Review by Eve Smith
Mike Mills’ C’mon, C’mon (2021), wants you to think about your inner child. One of the film’s most climactic scenes has stilted but loving middle-aged Johnny (Joaquin Phoenix) and his nephew Jesse (Woody Norman) screaming at each other in the woods that ‘this is fucked up’. Sometimes, the non-rational part of your brain just needs a chance to be heard.
Johnny hasn’t spoken to his sister Viv (Gaby Hoffman) since their mother’s death a year earlier. To deal with the grief, he has been burying himself in work, but he steps up to look after Viv’s son when her husband becomes ill. As it turns out, taking care of a child turns out to be harder than he once thought.
His job as a radio producer takes him to cities across America to interview children about the big questions of life. They are mostly real kids talking about their real lives. This lends the film one of its strongest tools: the authentic voices of young people.

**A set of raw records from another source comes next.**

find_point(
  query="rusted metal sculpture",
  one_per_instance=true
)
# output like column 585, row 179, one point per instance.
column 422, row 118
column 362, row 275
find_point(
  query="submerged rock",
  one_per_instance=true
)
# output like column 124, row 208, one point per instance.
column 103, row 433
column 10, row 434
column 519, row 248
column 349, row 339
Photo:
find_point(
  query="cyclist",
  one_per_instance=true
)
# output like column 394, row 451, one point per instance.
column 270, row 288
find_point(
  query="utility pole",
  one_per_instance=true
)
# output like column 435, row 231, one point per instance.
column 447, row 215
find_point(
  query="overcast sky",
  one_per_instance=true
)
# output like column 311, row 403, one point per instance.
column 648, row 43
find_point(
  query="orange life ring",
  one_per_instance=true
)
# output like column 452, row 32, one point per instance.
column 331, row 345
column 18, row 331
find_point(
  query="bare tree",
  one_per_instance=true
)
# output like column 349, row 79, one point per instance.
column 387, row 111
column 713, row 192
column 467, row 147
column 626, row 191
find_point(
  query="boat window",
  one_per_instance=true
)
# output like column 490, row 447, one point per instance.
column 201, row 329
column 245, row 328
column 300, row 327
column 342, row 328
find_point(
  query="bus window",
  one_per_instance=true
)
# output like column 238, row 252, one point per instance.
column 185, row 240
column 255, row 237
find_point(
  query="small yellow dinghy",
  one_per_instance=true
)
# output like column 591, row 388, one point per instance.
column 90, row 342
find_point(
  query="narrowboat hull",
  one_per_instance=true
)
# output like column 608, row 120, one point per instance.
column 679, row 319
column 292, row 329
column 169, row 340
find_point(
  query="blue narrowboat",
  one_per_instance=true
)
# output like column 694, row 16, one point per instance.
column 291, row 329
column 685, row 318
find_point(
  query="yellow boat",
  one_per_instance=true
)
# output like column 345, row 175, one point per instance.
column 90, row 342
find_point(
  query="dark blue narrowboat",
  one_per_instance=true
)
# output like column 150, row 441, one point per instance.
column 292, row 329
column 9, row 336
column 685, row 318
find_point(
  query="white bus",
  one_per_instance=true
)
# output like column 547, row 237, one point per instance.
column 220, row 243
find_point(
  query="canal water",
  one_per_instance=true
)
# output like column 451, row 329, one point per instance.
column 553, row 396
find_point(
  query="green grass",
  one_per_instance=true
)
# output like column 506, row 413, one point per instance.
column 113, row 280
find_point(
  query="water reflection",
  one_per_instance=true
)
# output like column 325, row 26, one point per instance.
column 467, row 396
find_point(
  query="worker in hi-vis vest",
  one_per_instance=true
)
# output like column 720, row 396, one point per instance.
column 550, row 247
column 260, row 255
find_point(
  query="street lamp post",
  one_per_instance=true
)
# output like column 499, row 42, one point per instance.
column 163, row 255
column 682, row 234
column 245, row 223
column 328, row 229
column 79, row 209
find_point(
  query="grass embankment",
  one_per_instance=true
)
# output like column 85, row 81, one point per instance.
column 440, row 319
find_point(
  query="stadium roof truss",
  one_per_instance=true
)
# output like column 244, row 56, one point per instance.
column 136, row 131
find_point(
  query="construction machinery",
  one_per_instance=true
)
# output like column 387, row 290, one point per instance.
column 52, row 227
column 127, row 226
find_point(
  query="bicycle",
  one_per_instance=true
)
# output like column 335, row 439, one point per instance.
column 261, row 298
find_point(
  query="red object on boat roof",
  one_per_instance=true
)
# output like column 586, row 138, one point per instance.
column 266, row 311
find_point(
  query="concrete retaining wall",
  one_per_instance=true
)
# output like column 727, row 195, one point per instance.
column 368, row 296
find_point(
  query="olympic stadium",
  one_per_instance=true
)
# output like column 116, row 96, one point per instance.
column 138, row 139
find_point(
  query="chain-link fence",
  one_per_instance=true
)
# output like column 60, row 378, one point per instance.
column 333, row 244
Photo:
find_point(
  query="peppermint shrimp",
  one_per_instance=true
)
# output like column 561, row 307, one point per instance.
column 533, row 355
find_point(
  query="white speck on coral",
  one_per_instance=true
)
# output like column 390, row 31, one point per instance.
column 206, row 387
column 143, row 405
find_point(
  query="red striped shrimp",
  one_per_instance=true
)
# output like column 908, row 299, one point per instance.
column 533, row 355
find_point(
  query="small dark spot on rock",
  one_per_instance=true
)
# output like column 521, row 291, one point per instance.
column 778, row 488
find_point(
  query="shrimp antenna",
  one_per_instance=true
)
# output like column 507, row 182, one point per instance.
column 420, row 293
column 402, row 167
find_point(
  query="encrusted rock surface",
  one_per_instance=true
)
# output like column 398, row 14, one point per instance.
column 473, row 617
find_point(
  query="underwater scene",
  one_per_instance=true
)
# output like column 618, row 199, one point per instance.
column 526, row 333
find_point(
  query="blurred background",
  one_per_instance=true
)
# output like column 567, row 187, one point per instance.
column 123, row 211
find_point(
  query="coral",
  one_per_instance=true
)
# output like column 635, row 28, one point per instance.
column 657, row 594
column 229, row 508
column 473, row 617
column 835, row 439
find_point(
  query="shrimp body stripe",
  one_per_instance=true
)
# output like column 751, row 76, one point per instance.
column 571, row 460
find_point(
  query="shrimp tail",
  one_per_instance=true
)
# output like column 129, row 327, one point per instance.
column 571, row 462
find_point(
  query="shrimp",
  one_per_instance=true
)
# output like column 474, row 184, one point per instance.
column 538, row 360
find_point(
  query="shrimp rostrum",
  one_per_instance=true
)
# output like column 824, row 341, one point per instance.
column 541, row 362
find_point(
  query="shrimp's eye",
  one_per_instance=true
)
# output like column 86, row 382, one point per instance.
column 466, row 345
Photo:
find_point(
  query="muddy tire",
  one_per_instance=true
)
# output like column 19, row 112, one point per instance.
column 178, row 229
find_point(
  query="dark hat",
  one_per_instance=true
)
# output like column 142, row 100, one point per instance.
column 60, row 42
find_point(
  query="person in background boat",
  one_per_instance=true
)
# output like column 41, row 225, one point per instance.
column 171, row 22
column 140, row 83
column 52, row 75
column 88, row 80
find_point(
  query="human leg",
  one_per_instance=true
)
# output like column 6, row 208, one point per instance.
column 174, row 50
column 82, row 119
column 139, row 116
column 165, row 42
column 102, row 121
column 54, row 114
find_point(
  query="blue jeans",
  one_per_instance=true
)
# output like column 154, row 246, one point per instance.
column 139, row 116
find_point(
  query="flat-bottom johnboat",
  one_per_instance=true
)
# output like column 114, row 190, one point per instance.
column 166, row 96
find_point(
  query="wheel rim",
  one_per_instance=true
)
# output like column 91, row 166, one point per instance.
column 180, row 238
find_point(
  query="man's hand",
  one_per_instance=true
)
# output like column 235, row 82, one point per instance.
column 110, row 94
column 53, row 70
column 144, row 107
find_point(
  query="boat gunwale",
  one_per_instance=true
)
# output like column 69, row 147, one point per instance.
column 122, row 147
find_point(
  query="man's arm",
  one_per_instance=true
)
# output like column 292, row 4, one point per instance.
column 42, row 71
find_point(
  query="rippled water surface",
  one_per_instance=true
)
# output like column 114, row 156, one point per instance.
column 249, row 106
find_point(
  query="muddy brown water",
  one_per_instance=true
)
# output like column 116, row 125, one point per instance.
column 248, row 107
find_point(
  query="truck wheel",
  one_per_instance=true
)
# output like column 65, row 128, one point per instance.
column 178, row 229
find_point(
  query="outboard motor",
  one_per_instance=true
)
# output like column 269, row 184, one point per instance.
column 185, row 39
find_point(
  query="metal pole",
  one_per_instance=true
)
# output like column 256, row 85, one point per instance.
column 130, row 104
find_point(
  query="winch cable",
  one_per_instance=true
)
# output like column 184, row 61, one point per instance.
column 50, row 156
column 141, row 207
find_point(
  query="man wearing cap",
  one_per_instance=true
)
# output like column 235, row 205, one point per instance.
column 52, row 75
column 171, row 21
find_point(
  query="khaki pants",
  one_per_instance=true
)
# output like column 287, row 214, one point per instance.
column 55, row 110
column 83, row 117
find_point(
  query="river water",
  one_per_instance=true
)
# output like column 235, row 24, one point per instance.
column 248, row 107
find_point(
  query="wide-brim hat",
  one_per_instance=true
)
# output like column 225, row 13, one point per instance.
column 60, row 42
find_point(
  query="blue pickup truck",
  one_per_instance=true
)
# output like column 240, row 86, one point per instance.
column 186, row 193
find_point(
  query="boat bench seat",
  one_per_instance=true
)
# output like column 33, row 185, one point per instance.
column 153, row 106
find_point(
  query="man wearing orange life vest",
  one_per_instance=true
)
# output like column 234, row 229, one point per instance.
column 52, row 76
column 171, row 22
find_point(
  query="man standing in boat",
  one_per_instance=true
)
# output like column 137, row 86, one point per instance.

It uses them to set a tone of loneliness, frustration and hope.
Mills’ highlights that the line parents tread between dealing with kids that are acting up and kids that are simply misunderstood is a fine one. Through the phenomenal acting of the young Woody Norman, the film sustains a vivid raw feeling of dealing with loving a little person with all your heart, but just wishing you could glue them to a chair sometimes. One of the few darkly comedic moments has Viv entertaining Jesse’s unusual night time stories about being an orphan who is meeting a parent for the first time whose children have all died. Johnny is on a crash course of what being a mother entails; dealing with Jesse disappearing in crowds and getting hyper after too much ice cream before bed. The film stresses that there is a cheapness to Johnny’s invasion of privacy. Ultimately, he can always turn around and leave. This raises questions about what responsibility journalists like him, and by extension the filmmakers, hold when they take the voices and experiences of others for their own enrichment and profit.
The children’s authenticity occasionally butts heads with the more contrived elements of the film. When Johnny sits down to read a lofty essay on motherhood or the responsibility of wielding a camera, its title flashes up pointedly across the screen. These ideas make for an interesting addition, but the concept can stray into self-consciousness.
With its black and white colouring and polished storyline, Mills is clearly aiming to join the canon of cinephile classics. He’s achieved a deeply evocative film that does best when it shrugs off its seriousness and embraces the voices of real children who provide a rich foundation for the film. C’mon, C’mon is ultimately a story of carrying on when things get tough and finding an emotionally intelligent way to express what comes up as a result. Maybe the real answer is making the time to listen.